Quality SEO Services engage in a solid linking strategy that appeases search engine spiders and avoids the threat of a client’s site being blacklisted or banned for impropriety. Not just black hat tactics, but amateurish mistakes also, can result in less than desirable penalties. Google has a very time consuming reconsideration process. Here are seven link building techniques that should be avoided like the plague.

1. Rapid backlink generation

Generating links at a breakneck pace rouses Googlebot’s suspicions because it looks unnatural. Build links at a slower, more natural pace to satisfy Googlebot and other spiders. If using a paid service to generate backlinks, keep tabs on the progress and make sure link count doesn’t leap from a hundred per week or month to a couple thousand in the same time frame. A slow and steady pace wins the race.

2. Using IBLNs

This is considered a black hat tactic. Independent Backlink Networks are not only costly, but Google staff are constantly on the lookout for IBLN users. When Google discovers sites that are part of an Independent Backlink Network, the entire network using it tends to gets blacklisted or banned. Matt Cutts or another influential person may also write a post about that network’s members. IBLNs are expensive, and the network members could be publicly exposed.

3. Redundantly using keywords in anchor text

Do not use your keywords for each instance of anchor text on a page; spiders pick up on that. It is far safer to use other words for the majority of links. A site about horses, for instance, should have anchor text containing equestrian-related words and keyword synonyms, instead of the keywords themselves.

4. Low quality links

This is one of those phrases that seems to mean little, but can make a noticeable difference. Sites with a thousand links that Google considers low quality do not rank as favorably as sites with 500 links Google deems high quality. The total number of links is important, without question, but some low quality links that are here today will be gone tomorrow. Higher quality links have a better chance of remaining accessible for longer stretches of time.

5. Using site wide linking

Site wide links are promoted as a viable option and readily available, even though as early as late 2010 Google rendered them basically worthless. Google ranks site wide links, no matter how many there are, as one link. Because of this, they aren’t really useful anymore.

6. Site scraping and content repackaging

Scraping sites for their content and using software to slightly alter that content via synonyms and sentence restructuring is another futile attempt at tricking search engine spiders. It no longer passes the smell test and produces a bad result. Googlebot is coded to understand when it encounters slightly rehashed content. Steven Baker, a software developer at Google, states that Google’s web search ranking team spent over five years building a “synonyms system.”

7. Phishing

Making a page look identical to a well-known page for the purposes of stealing personal information? The FBI agrees, there are better ways to generate revenue than “electronic social engineering” to get someone’s information. Offer a product, service, or provide an experience people want, and they will be more likely to give up some of their information.
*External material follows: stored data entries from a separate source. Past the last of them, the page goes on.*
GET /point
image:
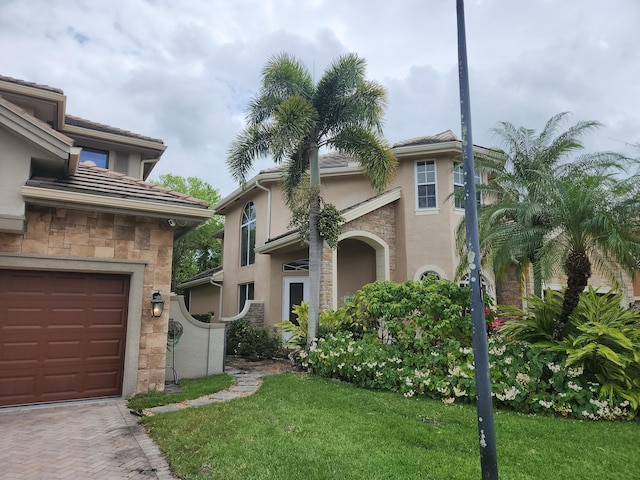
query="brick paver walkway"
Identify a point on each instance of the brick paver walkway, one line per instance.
(100, 440)
(93, 440)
Google tells webmasters it is a bad idea to pay for links. Sites that build links over time are doing so naturally, and by the book, regardless of whether those links were gained freely or paid for. IBLNs are expensive and risky to consider, unless one has cash to spare on an endeavor that ends badly if Google catches on. Avoiding the use of the other five link building techniques above will keep Googlebot happy. Keeping spiders happy makes life a little easier for hardworking webmasters.